One of my new favorite resources for insight into the experience of employees and employers is Glassdoor, where they have gotten very adept at drawing insights from a rich database of millions of employee reviews, salaries, conversations.  With all that data, they can help the rest of us to better understand how employees are feeling and acting.  A recent report by Daniel Zhao called “Glassdoor Workplace Trends for 2022” highlights emerging trends that they are seeing in a job market and workplace that is undergoing unprecedented change.  

Trend 1: Hiring won’t be easy in 2022
Labor shortages defined the 2021 job market. As customer demand roared back to life, employers faced acute hiring challenges as workers trickled back into the labor force. The increased competition for workers has made it exceptionally difficult to both hire and retain employees. Employers may be ready to write off the tight 2021 labor market as a pandemic-era anomaly, but they shouldn’t. Instead, 2021 should be a template for what to expect in 2022.

Trend 2: Remote work will boost access to top talent, but at a higher price point
While the consequences of a new emphasis on remote work will take time to play out as remote work spreads, two tangible implications should start to show up in 2022: First, more employers (especially in tech) will walk back or reduce location-based pay adjustments as they compete against other employers for top talent. Second, local employers are likely to see rising competition for workers in jobs that can be done remotely, as far-flung employers compete more aggressively for local workers.

Trend 3: Employers will prioritize DE&I action and accountability
A desire for more transparency is shared by employees and job seekers. A September 2020 Glassdoor survey shows that more than 3 in 4 employees and job seekers (76%) report a diverse workforce is an important factor when evaluating companies and job offers. Companies that don’t invest in DE&I thus risk losing out to competitors—both in terms of failing to communicate commitments on DE&I to employees and job seekers and in developing their ability to meaningfully engage in conversations on solutions. Ultimately, company investments in DE&I efforts are both a social good and a critical part of a company’s workforce management strategy—a particularly salient consideration at a time when finding and retaining talent is so difficult.

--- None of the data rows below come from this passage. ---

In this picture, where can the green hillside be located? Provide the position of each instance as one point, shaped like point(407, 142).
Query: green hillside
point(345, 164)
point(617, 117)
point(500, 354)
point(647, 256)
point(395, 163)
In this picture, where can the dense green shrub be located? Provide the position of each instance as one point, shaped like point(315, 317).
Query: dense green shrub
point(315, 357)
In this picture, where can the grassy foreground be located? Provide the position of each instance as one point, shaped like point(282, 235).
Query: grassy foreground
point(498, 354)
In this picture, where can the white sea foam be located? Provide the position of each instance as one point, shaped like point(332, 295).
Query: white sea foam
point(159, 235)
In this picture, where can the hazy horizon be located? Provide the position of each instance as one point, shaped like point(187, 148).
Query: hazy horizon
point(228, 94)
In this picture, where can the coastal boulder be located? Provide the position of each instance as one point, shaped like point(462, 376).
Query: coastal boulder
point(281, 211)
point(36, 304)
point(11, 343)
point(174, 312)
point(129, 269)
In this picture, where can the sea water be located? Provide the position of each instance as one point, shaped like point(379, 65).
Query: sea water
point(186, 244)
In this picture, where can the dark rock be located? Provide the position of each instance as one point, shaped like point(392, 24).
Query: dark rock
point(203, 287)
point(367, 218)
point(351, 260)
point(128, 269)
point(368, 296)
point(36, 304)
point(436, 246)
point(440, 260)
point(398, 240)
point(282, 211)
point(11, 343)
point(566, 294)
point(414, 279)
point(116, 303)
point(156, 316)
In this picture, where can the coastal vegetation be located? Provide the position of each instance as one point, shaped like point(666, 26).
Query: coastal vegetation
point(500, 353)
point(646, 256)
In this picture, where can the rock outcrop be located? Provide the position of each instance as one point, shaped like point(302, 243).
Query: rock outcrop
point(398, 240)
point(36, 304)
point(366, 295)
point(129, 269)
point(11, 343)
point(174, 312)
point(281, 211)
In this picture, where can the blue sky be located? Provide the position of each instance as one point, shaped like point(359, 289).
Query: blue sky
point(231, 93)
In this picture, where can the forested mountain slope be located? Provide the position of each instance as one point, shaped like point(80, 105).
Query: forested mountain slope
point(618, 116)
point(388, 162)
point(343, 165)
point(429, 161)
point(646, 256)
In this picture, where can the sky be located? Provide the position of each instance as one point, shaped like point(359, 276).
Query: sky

Trend 4: Workplace community will expand beyond company walls
The employee-employer bond has intensified over the last decade. Employers increasingly compete for talent by emphasizing employee engagement and workplace experience. The pandemic, however, has made staying connected with increasingly dispersed coworkers and peers more difficult. Many companies previously leaned on the physical office to facilitate this sense of community, offering attractive in-office perks. But what employees miss now is not the office. At a time when the flexibility offered by remote work is valuable for employees, maintaining and enhancing employee connection and community requires special attention from employers.